Mauritanie : le paradoxe de la justice contre la recrudescence de la criminalité à Nouakchott

Face à la criminalité galopante ces dernières semaines à Nouakchott, la réaction du gouvernement ne se fait pas attendre. Le dernier conseil des ministres s’est penché sur de nouvelles dispositions légales réglementaires et pratiques en appui des lois existantes contre la criminalité.

Ce qui laisse entendre une légère amélioration des dispositions légales réglementaires dans un contexte de recrudescence des crimes à l’arme blanche à Nouakchott et à Nouadhibou. Une réaction considérée timide par les observateurs face à la gravité de la situation qui exige un durcissement des lois contre la criminalité. La difficulté de la condamnation de certains crimes réside dans le fait que le code pénal mauritanien repose en grande partie sur la Charia ou loi islamique mais qui n’est pas appliquée entièrement du fait de la coexistence du droit moderne et du droit musulman. Par exemple les procédures contre des auteurs de viol sont lentes et assez floues en raison du peu de formation des juges dont certains ne justifient qu’une formation coranique informelle.

Les condamnations sont rares.  En droit pénal musulman, certains criminels peuvent être libérés ou voir leur peine commuée ou réduite si les familles des victimes pardonnent et si les auteurs sont en mesure de verser une compensation financière. C’est toute la difficulté d’application d’une telle loi dans un pays où plus de 80 pour cent de la population vivent dans la pauvreté. Et c’est le paradoxe constant dans la justice mauritanienne où « la plupart des avocats sont contraints de fonder leurs plaidoiries sur la Charia car les magistrats ne prennent que cette source de droit en considération pour statuer ».
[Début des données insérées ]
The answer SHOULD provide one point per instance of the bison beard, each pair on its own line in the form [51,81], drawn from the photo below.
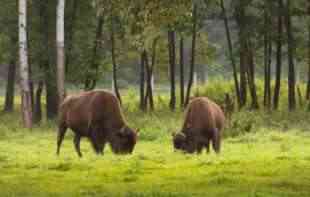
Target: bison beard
[97,116]
[203,122]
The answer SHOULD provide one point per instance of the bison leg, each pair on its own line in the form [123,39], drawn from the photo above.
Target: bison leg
[61,134]
[200,147]
[76,141]
[216,140]
[95,142]
[207,145]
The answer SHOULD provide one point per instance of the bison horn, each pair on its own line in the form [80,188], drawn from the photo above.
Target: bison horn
[122,130]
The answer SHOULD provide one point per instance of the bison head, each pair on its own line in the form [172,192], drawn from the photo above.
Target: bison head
[123,141]
[184,142]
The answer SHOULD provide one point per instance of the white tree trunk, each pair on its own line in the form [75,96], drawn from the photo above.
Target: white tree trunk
[60,42]
[24,67]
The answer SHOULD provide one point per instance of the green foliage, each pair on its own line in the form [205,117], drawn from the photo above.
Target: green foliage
[267,162]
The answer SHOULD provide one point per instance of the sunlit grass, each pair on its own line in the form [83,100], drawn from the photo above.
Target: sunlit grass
[264,162]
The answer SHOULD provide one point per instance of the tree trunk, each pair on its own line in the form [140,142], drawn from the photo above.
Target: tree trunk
[308,83]
[10,86]
[279,55]
[149,76]
[172,61]
[192,66]
[231,55]
[91,81]
[24,67]
[291,67]
[60,43]
[37,110]
[116,89]
[267,56]
[243,59]
[142,81]
[49,67]
[251,75]
[182,72]
[71,32]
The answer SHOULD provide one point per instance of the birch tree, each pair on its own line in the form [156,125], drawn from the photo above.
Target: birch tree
[60,49]
[24,67]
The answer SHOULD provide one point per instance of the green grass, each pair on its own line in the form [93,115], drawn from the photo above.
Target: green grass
[272,159]
[265,154]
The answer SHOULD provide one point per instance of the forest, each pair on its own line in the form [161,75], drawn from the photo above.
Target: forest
[157,81]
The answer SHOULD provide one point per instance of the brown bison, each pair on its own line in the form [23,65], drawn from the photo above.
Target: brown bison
[203,123]
[97,116]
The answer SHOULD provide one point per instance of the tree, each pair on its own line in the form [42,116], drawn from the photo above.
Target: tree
[182,72]
[291,52]
[113,55]
[10,90]
[240,18]
[308,83]
[142,80]
[267,54]
[192,65]
[172,64]
[279,55]
[24,67]
[60,37]
[231,55]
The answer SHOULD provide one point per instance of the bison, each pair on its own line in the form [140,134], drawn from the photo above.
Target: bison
[97,116]
[203,123]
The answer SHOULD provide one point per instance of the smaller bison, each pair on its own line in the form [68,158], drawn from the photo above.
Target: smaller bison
[203,123]
[96,115]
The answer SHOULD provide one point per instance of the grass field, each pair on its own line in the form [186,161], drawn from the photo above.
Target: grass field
[272,159]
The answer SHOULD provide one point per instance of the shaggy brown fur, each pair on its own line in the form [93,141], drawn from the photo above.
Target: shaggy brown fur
[203,123]
[97,116]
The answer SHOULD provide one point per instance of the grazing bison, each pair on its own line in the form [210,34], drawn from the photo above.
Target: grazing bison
[97,116]
[203,123]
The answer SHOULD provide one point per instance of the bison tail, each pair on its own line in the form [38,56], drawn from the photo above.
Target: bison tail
[216,141]
[61,134]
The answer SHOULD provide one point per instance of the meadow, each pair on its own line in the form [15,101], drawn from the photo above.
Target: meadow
[264,154]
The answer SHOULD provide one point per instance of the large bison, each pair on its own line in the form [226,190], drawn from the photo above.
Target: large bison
[97,116]
[203,123]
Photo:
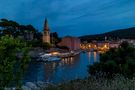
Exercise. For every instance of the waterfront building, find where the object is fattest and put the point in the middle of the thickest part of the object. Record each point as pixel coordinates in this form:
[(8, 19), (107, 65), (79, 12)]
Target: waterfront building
[(28, 36), (72, 43), (114, 44), (46, 32)]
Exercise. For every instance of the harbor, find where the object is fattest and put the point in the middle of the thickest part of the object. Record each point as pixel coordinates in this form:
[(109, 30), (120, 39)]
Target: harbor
[(62, 70)]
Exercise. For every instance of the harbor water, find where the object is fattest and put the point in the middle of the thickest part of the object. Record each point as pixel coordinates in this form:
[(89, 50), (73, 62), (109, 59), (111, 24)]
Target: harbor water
[(63, 70)]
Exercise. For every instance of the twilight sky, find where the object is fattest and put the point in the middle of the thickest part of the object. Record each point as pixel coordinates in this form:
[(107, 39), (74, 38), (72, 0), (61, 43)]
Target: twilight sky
[(71, 17)]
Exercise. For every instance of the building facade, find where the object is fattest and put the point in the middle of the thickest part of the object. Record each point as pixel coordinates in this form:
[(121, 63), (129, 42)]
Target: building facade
[(46, 32), (72, 43)]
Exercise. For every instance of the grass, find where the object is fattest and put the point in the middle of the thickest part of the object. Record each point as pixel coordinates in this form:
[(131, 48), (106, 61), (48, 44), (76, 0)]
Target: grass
[(118, 82)]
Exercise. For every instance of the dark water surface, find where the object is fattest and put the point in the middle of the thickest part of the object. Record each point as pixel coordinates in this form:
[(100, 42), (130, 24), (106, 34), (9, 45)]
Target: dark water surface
[(66, 69)]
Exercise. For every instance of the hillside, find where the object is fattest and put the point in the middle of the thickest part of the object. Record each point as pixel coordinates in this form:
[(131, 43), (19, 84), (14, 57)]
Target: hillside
[(128, 33)]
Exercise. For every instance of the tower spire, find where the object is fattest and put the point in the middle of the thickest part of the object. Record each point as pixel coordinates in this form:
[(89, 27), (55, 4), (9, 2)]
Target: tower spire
[(46, 32), (46, 27)]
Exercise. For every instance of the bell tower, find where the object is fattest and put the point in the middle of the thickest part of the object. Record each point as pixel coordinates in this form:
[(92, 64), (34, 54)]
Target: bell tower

La dispersion la semaine dernière à Nouakchott des manifestants islamistes qui réclamaient la peine de mort aux criminels, est une réponse politique non favorable à l’application de la loi islamique. Selon une étude récente en 2018, 102 condamnés à mort seraient détenus dans les prisons du pays. Ils vont de profils dits « salafistes » aux blogueurs ou commerçants, étudiants et ouvriers, condamnés pour homicide intentionnel, vol à main armés, viol, infanticide ou adultère. Cette situation de justice à deux vitesses est un véritable casse-tête pour le gouvernement qui aura du mal à changer la législation dans le sens de la commutation de la peine capitale en une peine d’emprisonnement à temps pour être conforme aux traités internationaux que la Mauritanie a signés. L’expérience de l’application de la charia dans le passé a montré toutes les limites du droit musulman dans une république islamique qui marche avec quatre pieds.

 

 

 

 

 

 

Cherif Kane

Coordinateur journaliste

 

 

 

 

 

(Reçu à Kassataya.com le 24 juin  2021)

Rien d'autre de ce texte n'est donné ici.